On The Bay

On The Bay

42nd Street and Coastal Highway

410-524-7070

August 23, 2010

Sweeter will be the word that comes to mind when you crack open the crabs from On The Bay. The seasoning is a doctored-up variation of J.O., a common crab seasoning. But On The Bay’s version is one where your mouth isn’t burning after your sixth or seventh or tenth crab. I’m not sure what happens after No. 10, we only ate 20 crabs of our ½ bushel during our first sitting.

Co-owner Rosemary Corbey will tell you there’s no cayenne. You and your kids already get sunburned at the beach. Why make it worse by having your lips burn? Their own seasoning is one reason the crabs Corbey and partner Rob Wyne sell stand out, but it’s not the only one.

Corbey is one of those crab shack folks you’ll remember. She tells you about the crabs as she’s ringing you up at the register.
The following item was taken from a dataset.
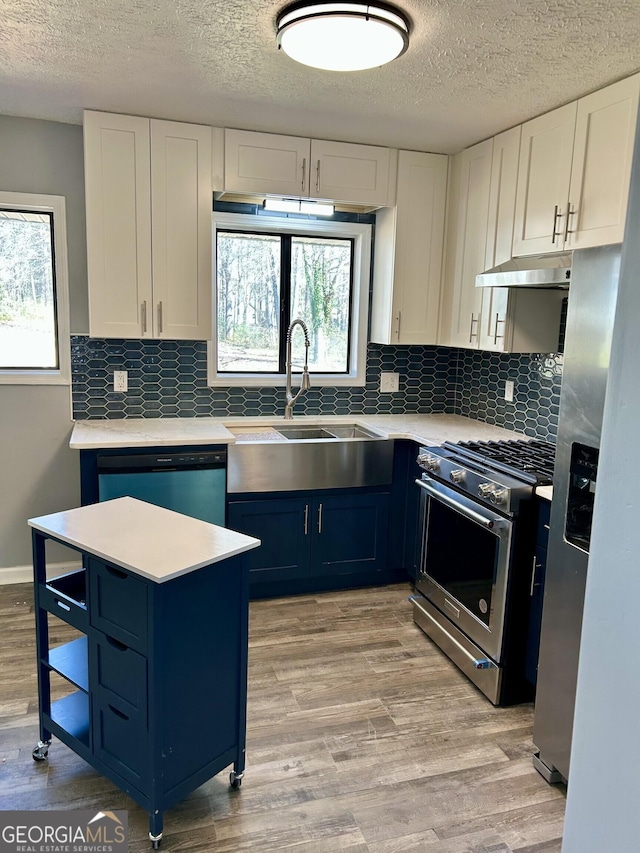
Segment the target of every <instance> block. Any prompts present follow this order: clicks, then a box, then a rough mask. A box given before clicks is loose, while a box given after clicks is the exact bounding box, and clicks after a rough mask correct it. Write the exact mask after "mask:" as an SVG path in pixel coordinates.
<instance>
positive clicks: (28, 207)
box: [0, 192, 71, 385]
She then makes the rounds and talks with her customers as they eat their crabs on a sandy beach of long, white wooden picnic tables outside. There’s no inside seating. On the night we were there Corbey took great care to make sure it was OK to seat us at the same picnic table as another family to ensure we were in the shade.
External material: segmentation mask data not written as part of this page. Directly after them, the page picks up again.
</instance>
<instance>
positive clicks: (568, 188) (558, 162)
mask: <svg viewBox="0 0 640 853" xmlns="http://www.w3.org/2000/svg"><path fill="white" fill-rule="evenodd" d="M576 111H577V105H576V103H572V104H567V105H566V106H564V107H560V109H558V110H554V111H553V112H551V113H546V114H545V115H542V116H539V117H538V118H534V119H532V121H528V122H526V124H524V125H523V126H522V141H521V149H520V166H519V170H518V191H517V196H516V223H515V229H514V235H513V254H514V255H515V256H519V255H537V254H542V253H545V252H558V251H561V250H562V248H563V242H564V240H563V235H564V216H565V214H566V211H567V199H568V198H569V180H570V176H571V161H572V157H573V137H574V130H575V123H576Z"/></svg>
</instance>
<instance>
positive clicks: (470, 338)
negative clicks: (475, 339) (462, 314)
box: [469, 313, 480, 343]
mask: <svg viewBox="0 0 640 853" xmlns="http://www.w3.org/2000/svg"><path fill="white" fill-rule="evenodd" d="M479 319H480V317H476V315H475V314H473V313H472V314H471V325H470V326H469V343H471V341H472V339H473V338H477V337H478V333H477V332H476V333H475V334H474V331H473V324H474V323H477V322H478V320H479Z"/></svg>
It used to be that everybody got a picnic table under a bright blue umbrella, but now On The Bay has an under-cover pavilion. The new shady area, complete with overhead fans and decorations of Canadian goose decoys and buoys, makes the outdoor eating experience one you’ll enjoy. Trust me on this one. You will want to be under cover. On The Bay is a people-loving kind of place where you end up chatting with the family next to you because, well, you want to. How else would I know that the guy next to us was a veteran who grew up on a dairy farm in upstate New York, served in the first Gulf War and now works construction in Arizona? His family ended up at On The Bay because another restaurant down the road served crab cakes that were mostly filling, and they never had that problem at On The Bay.

Of course, if you don’t like Jimmy Buffet music, you’ll need to take your crabs home. Buffet plays endlessly here, and yes, the 20-somethings who are customers do like to sing “Cheeseburger in Paradise” while chugging back their beers and pigging out on the $25 crab feast. With Coastal Highway as their backdrop (On The Bay is on the ocean side of the highway), singing outdoors is acceptable. On the five-point scale, On The Bay gets a 5 for atmosphere.

For taste and size, the crabs are solid 4s. The sweetness is a change of delightful change of pace. At $50/dozen for medium-large crabs, we knew we’d eat 1 ½ dozen. Since it’s never really certain in Ocean City what a medium-large crab is, we opted for a different strategy. Rather than pay $75 for a 1 ½ dozen, we decided to blow another $5 and get a ½ bushel. Having previously eaten at On The Bay, I didn’t think it would be too much of a risk. For our $80, we ended up with 36 decent sized crabs. There were no wimpy crabs (by wimpy, I mean light or watery) in the ½ bushel. Many of the crabs had that blackened look they get when they’ve been buried down and allowed to mature, ie. not caught too young in life.  For the two of us, this translated into dinner one night, lunch the next day and a bunch of claws and legs for an upcoming soup. The ½ bushel option gets a 5 on my value scale.

While you might expect to find Chesapeake Bay crabs in Ocean City, Corbey tells you up front that the crabs are from North Carolina. On The Bay has a crab plant in North Carolina and three people who crab for the restaurant. Corbey says having the Outer Banks operation gives On The Bay a reliable source of crabs and lets the restaurant dictate quality control. The business model seems to work. While a transport company sometimes delivers the crabs to Salisbury for On The Bay, that wasn’t the case the night we were there. Instead, Corbey, who said the restaurant needed crabs, was waiting for Wyne to arrive from North Carolina. In this case, reliability isn’t a bay away, it’s a highway away. But from the customer perspective, it doesn’t matter. In Ocean City, On The Bay is a journey worth taking – if you love crabs and good service.